As to the case made for the defendants, little can be said. The facts which seem to have convinced the Director of Public Works and the Secretary of Commerce and Communications of the better rights of the defendants are not before us. The defense in the lower court was merely a general denial and an attempt to overcome plaintiff's pretensions, while not effectively making an affirmative showing.

The facts of record are far from satisfactory and fall short of that certainty which is always desirable in judicial trials. This lead us to say something further regarding the decisions of administrative officers in irrigation controversies and the procedure which should be followed when the matter is brought before the courts.

In many of the states of the American Union which have adopted irrigation codes, notably in the State of Wyoming, general authority over the making of appropriations is given to the state engineer. The statutes placing discretion in these matters with the state engineer are not unconstitutional as conferring on him judicial powers, since his determination is at most quasi-judicial only and since the right of direct appeal to the courts is expressly allowed. (Boise etc. Co. vs. Atewart [1904], 10 Idaho, 38; Farm Inv. Co. vs. Carpenter [1909], 9 Wyo., 110.) The engineer is authorized to adjudicate on priorities and grant permits. Proceedings in court are a continuation of ex parte proceedings before an executive official. Such officers act merely in an administrative capacity. However, the decisions of these, administrative officers, when not appealed from in time, are conclusive. (See Wiel, Water Rights in the Western States, Part I, Chapter VIII; Part IV, Chapter II Waha Lewiston & Water Co. vs. Lewiston-Sweetwater Irrigation Co. Ltd. [1907], 158 Fed., 137.)

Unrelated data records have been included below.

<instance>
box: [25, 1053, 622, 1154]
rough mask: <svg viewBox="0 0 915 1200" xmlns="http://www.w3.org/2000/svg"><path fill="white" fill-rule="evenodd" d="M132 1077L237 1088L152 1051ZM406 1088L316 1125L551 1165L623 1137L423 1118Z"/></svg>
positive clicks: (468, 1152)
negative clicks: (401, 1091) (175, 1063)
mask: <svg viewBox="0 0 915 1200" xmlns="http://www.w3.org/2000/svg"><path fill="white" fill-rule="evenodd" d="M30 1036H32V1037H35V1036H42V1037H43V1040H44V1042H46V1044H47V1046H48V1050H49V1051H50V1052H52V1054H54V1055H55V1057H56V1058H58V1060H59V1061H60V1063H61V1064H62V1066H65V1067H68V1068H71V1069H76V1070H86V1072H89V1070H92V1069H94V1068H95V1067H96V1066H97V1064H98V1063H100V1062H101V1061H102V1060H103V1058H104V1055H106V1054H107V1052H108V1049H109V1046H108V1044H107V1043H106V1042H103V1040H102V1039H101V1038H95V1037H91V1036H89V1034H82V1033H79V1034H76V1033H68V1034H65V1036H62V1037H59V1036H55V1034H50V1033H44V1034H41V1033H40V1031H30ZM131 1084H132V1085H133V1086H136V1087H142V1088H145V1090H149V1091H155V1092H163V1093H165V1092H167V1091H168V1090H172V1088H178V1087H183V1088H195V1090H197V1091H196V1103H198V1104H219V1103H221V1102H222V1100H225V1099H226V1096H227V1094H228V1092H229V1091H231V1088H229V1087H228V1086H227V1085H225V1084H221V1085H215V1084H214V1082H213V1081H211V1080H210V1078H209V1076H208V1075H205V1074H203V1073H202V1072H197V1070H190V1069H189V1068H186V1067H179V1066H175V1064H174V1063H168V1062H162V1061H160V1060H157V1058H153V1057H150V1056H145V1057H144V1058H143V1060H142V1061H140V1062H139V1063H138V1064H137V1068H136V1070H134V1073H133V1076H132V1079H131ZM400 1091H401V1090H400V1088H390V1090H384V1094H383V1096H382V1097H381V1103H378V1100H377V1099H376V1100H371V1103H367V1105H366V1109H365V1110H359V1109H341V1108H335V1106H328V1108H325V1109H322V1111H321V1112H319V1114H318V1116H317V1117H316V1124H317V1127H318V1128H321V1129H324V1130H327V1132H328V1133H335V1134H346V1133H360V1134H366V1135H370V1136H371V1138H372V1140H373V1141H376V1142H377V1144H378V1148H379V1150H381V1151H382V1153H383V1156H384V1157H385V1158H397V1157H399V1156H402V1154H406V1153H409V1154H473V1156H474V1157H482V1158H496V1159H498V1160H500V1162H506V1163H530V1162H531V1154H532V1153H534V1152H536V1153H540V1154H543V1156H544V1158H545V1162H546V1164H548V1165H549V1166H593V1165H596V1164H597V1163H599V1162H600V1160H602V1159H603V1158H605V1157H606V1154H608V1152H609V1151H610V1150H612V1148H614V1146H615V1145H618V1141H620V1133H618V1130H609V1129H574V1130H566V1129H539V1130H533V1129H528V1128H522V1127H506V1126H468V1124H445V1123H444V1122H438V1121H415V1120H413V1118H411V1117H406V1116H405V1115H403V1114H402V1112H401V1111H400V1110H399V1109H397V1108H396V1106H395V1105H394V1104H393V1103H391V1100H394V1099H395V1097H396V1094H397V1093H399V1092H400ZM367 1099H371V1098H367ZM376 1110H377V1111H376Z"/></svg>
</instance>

Parenthetically, it may be remarked that the decision of the Director of Public Works, affirmed by the Secretary of Commerce and Communications, containing as it does the technical findings of officers especially qualified in irrigation engineering, should invariably be made a part of the judicial record because, (1) the determination of these officials would be most helpful to the courts, and (2) the exact date of the decision is of moment since it decides whether the appeal was taken in time. The courts, without doubt, would entertain great respect for the decisions of these administrative officers. Trial courts should require that such decisions be made a part of the complaint before proceeding with the action.

Another thought brought forth by the facts before us is, that since the prime question will usually concern priority of appropriation, the defendant as well as the plaintiff must present affirmative proof if he expects to win his case. Merely attempting to undermine plaintiff's proof is not sufficient, for the plaintiff, having once shown the date of his appropriation, if the defendant cannot show an anterior use, obviously the plaintiff must win.

On the facts before us, the court has come to the conclusion that plaintiff has demonstrated priority of appropriation. The result, consequently, must be, to reverse the judgment appealed from, to declare that the plaintiff has the preferential right to the waters of the estero Bangad for the irrigation of his land, and to order that this decision be registered with the register of deeds of the Province of Nueva Ecija. The costs of both instances shall be taxed against the defendants. So ordered.

Mapa, C.J., Araullo, Avanceña, Moir and Villamor, JJ., concur.